Uterine Inversion: Nursing Overview

Nursing Knowledge

Uterine Inversion: Nursing Overview

Uterine inversion is a rare, but serious complication following childbirth in which the uterus turns inside out. Below, you find a summary of the condition, including nursing tasks, causes, signs, and differentiation from similar-sounding terminology.
Last updated: April 12, 2024

Table of contents

What is an inverted uterus? 

Uterine inversion is an emergency condition in which the uterus turns inside out. It most often occurs in the first 24 hours following childbirth. It is a rare complication, but requires immediate treatment. 

Degrees of uterine inversion

Uterine inversion is classified into 4 degrees of inversion: 

  • 1st degree: top of uterus collapses in uterine cavity
  • 2nd degree: top of uterus passes through cervix
  • 3rd degree: inverted uterus extends into vagina
  • 4th degree: uterus and vagina protrude outside the body

What is a retroverted uterus? 

Retroversion of the uterus is a common anatomic variation where the uterus is tilted backwards towards the spine instead of forward. It does not usually cause any complications with pregnancy. 

Uterine inversion vs prolapse 

Uterine inversion is an emergency specifically during childbirth where the uterus turns inside out. Uterine prolapse describes a descent of the uterus into or outside the vaginal canal that can be caused by childbirth, but also aging or other factors weakening the surrounding support structures. 

Risk factors for uterine inversion

These factors increase the risk of uterine inversion: 

  • Retained placenta
  • Vigorous uterine massage without stabilization
  • Excessive cord traction 
  • Short umbilical cord
  • Rapid or prolonged labor
  • Medications that relax uterus
  • Abnormal placental implantation

Clinical features and complications

Signs and symptoms of an inverted uterus 

  • Uterus cannot be palpated. 
  • Client feels pressure in vagina.
  • Visualization of the uterus
  • Signs of shock: low BP, dizziness, rapid heart rate

Possible complications

Potential severe complications include hemorrhage and shock, tissue necrosis, and can lead to maternal death. 

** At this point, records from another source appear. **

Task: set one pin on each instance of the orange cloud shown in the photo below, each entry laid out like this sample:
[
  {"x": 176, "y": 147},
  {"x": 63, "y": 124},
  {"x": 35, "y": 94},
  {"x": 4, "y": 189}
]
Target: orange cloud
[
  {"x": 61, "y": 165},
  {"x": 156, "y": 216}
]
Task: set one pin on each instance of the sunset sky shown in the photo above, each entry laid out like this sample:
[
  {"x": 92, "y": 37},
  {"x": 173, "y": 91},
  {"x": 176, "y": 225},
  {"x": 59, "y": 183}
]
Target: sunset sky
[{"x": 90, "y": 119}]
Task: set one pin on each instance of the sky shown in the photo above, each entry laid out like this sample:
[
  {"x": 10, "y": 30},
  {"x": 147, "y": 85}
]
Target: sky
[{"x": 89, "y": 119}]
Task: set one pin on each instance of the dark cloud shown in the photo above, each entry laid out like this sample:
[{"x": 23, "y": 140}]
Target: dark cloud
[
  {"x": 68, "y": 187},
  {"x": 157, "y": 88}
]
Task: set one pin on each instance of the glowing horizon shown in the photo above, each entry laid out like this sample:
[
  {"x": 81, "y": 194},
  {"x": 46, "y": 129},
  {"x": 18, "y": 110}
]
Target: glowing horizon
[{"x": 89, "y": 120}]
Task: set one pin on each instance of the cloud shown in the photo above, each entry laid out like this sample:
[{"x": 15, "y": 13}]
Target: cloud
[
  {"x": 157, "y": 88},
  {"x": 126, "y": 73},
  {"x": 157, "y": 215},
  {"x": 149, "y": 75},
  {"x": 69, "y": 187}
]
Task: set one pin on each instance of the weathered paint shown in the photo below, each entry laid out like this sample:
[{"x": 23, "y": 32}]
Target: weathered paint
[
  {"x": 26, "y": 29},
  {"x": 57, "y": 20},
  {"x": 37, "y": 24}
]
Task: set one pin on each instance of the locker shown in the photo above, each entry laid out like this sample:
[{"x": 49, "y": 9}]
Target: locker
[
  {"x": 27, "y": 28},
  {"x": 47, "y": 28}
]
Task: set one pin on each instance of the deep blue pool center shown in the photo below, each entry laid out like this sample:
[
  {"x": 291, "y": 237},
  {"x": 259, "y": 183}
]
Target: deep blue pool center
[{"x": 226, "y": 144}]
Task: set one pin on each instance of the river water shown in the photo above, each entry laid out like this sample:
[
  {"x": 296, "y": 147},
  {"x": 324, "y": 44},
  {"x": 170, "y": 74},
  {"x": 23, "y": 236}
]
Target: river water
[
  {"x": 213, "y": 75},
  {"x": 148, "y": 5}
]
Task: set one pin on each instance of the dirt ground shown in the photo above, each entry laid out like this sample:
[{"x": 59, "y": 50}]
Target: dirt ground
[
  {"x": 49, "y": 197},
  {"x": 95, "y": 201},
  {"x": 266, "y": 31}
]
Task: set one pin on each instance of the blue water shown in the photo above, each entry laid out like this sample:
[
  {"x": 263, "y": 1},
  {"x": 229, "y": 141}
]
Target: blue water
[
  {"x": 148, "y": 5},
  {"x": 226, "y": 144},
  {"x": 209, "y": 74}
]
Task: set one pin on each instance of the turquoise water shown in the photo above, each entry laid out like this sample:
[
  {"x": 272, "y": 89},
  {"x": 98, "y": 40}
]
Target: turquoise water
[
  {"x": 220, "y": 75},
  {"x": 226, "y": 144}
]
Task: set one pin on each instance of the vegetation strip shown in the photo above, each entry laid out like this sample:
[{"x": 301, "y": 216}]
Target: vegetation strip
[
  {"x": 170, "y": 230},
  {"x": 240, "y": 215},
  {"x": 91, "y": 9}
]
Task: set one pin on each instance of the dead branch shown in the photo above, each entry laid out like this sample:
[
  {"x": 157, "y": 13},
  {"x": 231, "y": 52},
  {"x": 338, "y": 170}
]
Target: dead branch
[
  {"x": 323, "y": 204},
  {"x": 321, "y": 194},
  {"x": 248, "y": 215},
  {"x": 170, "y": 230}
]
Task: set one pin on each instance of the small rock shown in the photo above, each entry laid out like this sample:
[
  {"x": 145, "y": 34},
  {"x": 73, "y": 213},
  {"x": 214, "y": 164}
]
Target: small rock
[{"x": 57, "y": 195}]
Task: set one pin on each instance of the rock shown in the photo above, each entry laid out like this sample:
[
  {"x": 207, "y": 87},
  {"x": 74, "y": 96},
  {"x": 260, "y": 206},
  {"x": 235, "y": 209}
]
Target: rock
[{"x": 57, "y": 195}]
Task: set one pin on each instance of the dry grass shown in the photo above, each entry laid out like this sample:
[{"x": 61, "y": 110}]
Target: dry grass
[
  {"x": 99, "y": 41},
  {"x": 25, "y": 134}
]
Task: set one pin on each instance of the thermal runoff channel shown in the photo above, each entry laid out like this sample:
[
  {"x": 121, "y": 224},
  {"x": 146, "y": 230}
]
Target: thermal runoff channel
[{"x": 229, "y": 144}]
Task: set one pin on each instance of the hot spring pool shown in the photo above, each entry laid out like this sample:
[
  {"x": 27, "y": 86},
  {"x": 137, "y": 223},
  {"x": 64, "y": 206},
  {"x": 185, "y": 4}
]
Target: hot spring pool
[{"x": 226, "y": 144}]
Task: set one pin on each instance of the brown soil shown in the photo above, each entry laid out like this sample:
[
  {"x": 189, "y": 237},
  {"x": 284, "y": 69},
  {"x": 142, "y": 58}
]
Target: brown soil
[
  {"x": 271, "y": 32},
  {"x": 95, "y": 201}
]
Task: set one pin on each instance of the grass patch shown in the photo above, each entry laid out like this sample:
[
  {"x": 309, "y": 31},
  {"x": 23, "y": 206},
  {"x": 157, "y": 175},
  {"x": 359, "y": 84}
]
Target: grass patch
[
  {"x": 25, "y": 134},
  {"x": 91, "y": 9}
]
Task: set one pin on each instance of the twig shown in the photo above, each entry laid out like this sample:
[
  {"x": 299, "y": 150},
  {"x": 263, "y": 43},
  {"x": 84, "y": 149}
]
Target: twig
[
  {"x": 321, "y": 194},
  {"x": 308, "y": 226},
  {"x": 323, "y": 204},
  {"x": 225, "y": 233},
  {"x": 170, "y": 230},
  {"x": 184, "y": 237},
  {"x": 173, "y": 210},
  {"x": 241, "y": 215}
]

Nursing care and client teachings 

Notify the provider if finding signs of an inverted uterus. Also notify anesthesia.

  • If infusing oxytocin, stop.
  • Start an IV and insert an indwelling catheter. 
  • Prepare to assist with uterine replacement. 
  • Draw labs if requested. 

With prompt treatment, long-term complications are rare. Still, educate your client that recurrence is possible in future pregnancies, and future providers should be informed about client history.